Advanced Beneficiary Notice (ABN) Forms
Advanced Beneficiary Notice
National Coverage Determinations (NCD's) is a document for diagnostic laboratory testing stating The Centers for Medicare and Medicaid (CMS) policies with respect to circumstances under which laboratory test(s) will be considered reasonable and necessary, and not screening, for Medicare purposes. Regional Pathology Services accepts Medicare assignment and is not allowed to bill Medicare beneficiaries for the NCD tests listed below unless an ABN is executed by the provider that tells the beneficiary in advance of the service that they will be responsible for the payment of the test(s) if Medicare should deny payment.·
ABN’s should be executed when:
- Tests(s) are deemed by the NCD policy as not medically necessary.
- Screening test(s) that are part of a routine examination where the patient shows no signs nor symptoms of disease.
- Test(s) that exceed the NCC frequency limits.
- Test(s) that are considered experimental or investigational/not approved by FDA.
These policies are updated every three months, with revisions published between final publications. It is ideal to use the latest version of the NCD policies.
It is the policy of Regional Pathology Services and The Nebraska Medical Center to ensure that an appropriate Advanced Beneficiary Notice (ABN) is obtained from Medicare beneficiaries for laboratory tests prior to collection of the specimen(s) that are deemed to be not reasonable and necessary.
Effective January 1, 2005 all laboratory test(s) requests for Medicare patients that does not have a diagnosis that meets the NCD guidelines for medical necessity and do not have an ABN attached, will be billed directly to the clinic/office that initiates the test order. Testing that does not require an ABN will be billed to Medicare.
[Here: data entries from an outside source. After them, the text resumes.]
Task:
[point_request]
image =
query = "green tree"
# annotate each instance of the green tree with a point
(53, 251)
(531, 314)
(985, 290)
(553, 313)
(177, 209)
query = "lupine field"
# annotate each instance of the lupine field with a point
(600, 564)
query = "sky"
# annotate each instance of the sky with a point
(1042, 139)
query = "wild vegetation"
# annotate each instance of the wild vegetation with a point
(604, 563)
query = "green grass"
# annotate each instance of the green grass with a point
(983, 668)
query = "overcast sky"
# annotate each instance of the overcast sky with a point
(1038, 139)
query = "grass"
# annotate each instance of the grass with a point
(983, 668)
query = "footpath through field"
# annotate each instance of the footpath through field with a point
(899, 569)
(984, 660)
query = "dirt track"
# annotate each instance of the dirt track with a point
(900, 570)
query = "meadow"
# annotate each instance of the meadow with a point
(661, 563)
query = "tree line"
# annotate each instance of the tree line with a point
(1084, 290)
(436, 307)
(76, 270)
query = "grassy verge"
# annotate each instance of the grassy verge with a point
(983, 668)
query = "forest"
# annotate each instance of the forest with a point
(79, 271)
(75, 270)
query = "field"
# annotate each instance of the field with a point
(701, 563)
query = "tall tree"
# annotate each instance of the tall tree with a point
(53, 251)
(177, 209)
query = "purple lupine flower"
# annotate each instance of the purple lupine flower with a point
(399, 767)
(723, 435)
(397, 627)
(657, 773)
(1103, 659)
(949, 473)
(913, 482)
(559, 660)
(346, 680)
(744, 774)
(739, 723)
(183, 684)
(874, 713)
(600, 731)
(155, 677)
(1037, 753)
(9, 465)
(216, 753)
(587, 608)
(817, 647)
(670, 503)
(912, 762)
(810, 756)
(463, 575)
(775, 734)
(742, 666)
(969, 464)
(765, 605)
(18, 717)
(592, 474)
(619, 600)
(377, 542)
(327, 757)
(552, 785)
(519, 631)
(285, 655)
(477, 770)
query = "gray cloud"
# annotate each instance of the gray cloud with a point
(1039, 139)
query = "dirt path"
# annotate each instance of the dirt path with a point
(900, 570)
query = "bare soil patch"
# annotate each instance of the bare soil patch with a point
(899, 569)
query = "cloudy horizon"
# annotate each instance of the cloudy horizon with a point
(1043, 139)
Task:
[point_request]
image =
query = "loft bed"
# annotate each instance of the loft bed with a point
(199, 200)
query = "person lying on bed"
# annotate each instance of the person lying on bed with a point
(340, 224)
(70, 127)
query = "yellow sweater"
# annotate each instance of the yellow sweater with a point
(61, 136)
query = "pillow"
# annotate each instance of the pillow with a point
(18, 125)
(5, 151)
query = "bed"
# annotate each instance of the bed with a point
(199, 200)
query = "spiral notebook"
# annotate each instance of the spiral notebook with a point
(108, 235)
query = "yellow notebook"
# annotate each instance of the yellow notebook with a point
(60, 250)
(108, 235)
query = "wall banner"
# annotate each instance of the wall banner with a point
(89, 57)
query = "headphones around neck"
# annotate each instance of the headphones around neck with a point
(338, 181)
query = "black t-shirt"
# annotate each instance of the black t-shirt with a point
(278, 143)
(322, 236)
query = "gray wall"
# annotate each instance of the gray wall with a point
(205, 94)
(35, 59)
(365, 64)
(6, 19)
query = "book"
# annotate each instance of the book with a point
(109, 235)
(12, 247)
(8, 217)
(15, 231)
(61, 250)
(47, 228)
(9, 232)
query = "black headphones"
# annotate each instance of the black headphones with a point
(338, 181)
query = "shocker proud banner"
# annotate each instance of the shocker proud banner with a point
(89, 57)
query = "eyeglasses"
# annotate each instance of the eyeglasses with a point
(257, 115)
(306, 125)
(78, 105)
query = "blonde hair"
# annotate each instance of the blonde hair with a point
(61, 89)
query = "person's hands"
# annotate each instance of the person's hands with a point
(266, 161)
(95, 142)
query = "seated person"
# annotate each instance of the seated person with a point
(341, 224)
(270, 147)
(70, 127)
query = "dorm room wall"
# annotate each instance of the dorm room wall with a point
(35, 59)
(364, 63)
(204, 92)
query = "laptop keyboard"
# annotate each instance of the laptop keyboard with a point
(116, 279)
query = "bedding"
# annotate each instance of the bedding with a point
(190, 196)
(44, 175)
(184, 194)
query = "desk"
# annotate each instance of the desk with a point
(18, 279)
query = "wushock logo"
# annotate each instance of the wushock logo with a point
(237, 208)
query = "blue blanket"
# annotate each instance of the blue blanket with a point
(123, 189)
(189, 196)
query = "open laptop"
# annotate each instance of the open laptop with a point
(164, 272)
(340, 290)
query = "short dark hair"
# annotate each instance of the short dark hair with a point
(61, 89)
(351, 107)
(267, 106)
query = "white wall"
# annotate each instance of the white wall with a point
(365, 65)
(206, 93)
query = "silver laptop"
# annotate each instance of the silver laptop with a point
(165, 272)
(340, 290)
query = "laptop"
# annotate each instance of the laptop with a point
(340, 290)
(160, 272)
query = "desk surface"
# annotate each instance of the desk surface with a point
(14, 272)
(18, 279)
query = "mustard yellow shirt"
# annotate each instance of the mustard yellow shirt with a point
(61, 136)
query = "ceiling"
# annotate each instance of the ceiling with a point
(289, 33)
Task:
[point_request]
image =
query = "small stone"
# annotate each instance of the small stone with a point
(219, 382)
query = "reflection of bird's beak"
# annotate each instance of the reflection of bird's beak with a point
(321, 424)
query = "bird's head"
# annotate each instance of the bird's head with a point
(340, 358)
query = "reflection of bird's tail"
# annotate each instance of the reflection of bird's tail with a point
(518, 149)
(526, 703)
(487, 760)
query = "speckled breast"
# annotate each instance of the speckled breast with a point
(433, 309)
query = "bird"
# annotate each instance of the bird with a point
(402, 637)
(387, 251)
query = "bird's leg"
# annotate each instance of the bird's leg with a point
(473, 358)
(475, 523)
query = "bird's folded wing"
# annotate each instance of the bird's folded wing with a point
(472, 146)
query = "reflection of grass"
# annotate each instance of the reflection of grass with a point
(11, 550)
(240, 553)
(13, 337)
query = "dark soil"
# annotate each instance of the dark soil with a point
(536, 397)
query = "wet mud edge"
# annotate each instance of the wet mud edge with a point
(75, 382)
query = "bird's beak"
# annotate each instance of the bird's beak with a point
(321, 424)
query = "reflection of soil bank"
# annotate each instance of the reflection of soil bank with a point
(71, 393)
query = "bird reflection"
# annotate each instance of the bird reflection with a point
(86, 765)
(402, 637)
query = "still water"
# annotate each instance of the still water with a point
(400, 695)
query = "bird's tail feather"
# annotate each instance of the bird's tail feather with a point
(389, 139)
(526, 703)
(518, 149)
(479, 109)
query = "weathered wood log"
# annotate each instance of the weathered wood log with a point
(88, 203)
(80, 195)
Blanket or routine ABN forms are nt allowed by CMS. ABNs should be executed when non-payment is anticipated.ABN Usage Overview
- Obtain ABN if tests(s) may or does not meet medical necessity requirements.
- Obtain ABN if test(s) may only be paid for a limited number of times (frequency limits).
- Obtain ABN if test(s) used only on investigational purposes.
- Patient request services that are not deemed medically reasonable by the provider.
- Use form CMS-R-131.
- Fill in patient's last, first name, and middle initial if applicable.
- List test(s) in the space provided.
- Mark the applicable reason Medicare may not pay.
- Fill in the estimated cost of the (test)s to the beneficiary.
- "X" Option 1 or Option 2 or Option 3.
- Date form.
- Have beneficiary sign.
- Attach original to the laboratory request form (requisition).
- Retain the a copy for your records and give a copy to the beneficiary.
- Note that the NCD for Blood Counts that includes a Complete Blood Count and all of the applicable components is an exclusionary policy, meaning it does not list the covered codes, only those expected to be denied.
Local Coverage Determinations (LCD’s) refers to the same types of exclusions as the NCD policies. Medical fiscal intermediaries or carriers have such exclusions in their policies. In addition to the NCD policies the Medicare billing contractor for Regional Pathology Services has enacted the following LCD policies.
- Cytogenetic Studies
- Flow Cytometry
- Free Prostate Specific Antigen (Free PSA)
- Helicobacter Pylori Testing
- Prostate Specific Antigen (PSA)
- Vitamin D Testing
Search the Center for Medicare and Medicaid web site.
- Go to: http://www.cms.gov/mcd/search.asp?from2=search.asp&
- Click on: Advanced Search
- Check: Local
- Choose: State
- Enter cpt code range: 80000-83999
- Go to the applicable LCD for cpt codes and diagnosis codes applicable to the individual LCD.